Debugging¶
This is some pointer to help debugging models and sampling issues
General approach for nans/infs during sampling¶
The idea of this approach is to sample from the prior and then run the model. If the log likelihood is then -inf, there is a problem, and the output of the theano functions is inspected.
Sample from prior:
from pymc3.util import (
get_untransformed_name,
is_transformed_name)
varnames = list(map(str, model.vars))
for name in varnames:
if is_transformed_name(name):
varnames.append(get_untransformed_name(name))
with model:
points = pm.sample_prior_predictive(var_names = varnames)
points_list = []
for i in range(len(next(iter(points.values())))):
point_dict = {}
for name, val in points.items():
point_dict[name] = val[i]
points_list.append(point_dict)
points_list is a list of the starting points for the model, sampled from the prior. Then to run the model and print the log-likelihood:
fn = model.fn(model.logpt)
for point in points_list[:]:
print(fn(point))
To monitor the output and save it in a file (for use in ipython).

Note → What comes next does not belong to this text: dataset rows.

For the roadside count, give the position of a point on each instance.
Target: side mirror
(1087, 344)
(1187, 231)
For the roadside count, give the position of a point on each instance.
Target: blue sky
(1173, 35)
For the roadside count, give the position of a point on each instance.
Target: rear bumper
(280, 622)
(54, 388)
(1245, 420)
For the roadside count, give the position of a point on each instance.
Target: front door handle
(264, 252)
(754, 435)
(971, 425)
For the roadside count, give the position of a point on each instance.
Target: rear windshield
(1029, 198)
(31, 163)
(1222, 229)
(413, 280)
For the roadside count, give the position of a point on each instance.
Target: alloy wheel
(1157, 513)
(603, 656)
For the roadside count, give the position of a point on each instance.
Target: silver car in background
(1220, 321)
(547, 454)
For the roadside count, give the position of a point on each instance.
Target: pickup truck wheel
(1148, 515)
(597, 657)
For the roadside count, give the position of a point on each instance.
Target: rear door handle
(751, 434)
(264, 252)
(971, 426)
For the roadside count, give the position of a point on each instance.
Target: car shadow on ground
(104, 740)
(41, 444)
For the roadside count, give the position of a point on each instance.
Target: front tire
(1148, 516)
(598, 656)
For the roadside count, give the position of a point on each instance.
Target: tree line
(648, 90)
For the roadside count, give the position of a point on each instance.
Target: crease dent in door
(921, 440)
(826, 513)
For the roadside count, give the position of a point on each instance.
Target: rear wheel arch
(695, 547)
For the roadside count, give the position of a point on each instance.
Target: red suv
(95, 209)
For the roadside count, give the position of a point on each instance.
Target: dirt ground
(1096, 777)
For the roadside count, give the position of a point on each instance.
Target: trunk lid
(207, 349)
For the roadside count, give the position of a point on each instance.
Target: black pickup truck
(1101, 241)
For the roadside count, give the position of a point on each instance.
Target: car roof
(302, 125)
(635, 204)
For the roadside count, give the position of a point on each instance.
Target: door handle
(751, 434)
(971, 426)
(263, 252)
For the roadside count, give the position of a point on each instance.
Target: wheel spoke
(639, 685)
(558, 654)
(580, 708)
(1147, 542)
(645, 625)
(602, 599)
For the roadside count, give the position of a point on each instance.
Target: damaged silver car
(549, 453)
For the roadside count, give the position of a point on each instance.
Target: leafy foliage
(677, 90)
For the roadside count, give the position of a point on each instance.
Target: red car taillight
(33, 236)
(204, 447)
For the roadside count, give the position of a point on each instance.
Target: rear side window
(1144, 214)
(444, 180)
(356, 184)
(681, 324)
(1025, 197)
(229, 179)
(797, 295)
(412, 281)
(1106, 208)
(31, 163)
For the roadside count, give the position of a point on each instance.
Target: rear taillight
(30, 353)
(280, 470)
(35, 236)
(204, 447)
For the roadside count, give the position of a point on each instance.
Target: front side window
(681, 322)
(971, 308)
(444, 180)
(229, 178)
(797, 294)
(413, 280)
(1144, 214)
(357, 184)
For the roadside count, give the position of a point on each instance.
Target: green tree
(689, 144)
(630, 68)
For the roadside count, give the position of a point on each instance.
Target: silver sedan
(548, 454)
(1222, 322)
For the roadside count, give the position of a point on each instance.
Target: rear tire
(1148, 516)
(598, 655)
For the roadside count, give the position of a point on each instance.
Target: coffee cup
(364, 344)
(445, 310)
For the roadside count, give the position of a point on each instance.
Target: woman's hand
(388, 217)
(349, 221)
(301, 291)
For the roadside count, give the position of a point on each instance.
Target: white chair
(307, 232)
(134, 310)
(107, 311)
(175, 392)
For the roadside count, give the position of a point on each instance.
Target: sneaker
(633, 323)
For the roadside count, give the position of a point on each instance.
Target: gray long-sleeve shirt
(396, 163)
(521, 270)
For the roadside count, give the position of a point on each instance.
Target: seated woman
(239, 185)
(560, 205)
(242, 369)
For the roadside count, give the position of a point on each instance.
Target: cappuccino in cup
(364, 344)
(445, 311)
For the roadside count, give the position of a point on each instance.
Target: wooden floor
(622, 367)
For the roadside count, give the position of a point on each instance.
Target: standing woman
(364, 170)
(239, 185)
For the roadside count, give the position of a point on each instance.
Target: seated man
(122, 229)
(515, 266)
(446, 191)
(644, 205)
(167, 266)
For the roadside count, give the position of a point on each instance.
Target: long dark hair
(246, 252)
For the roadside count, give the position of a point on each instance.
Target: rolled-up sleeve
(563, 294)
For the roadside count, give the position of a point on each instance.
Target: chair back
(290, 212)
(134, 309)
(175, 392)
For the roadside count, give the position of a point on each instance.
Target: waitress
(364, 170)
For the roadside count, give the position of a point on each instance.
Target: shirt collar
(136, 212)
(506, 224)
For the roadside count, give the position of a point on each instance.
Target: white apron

Learned from: http://deeplearning.net/software/theano/tutorial/debug_faq.html#how-do-i-step-through-a-compiled-function
%%capture cap --no-stderr
def inspect_inputs(i, node, fn):
print(i, node, "input(s) value(s):", [input[0] for input in fn.inputs],
end='')
def inspect_outputs(i, node, fn):
print(" output(s) value(s):", [output[0] for output in fn.outputs])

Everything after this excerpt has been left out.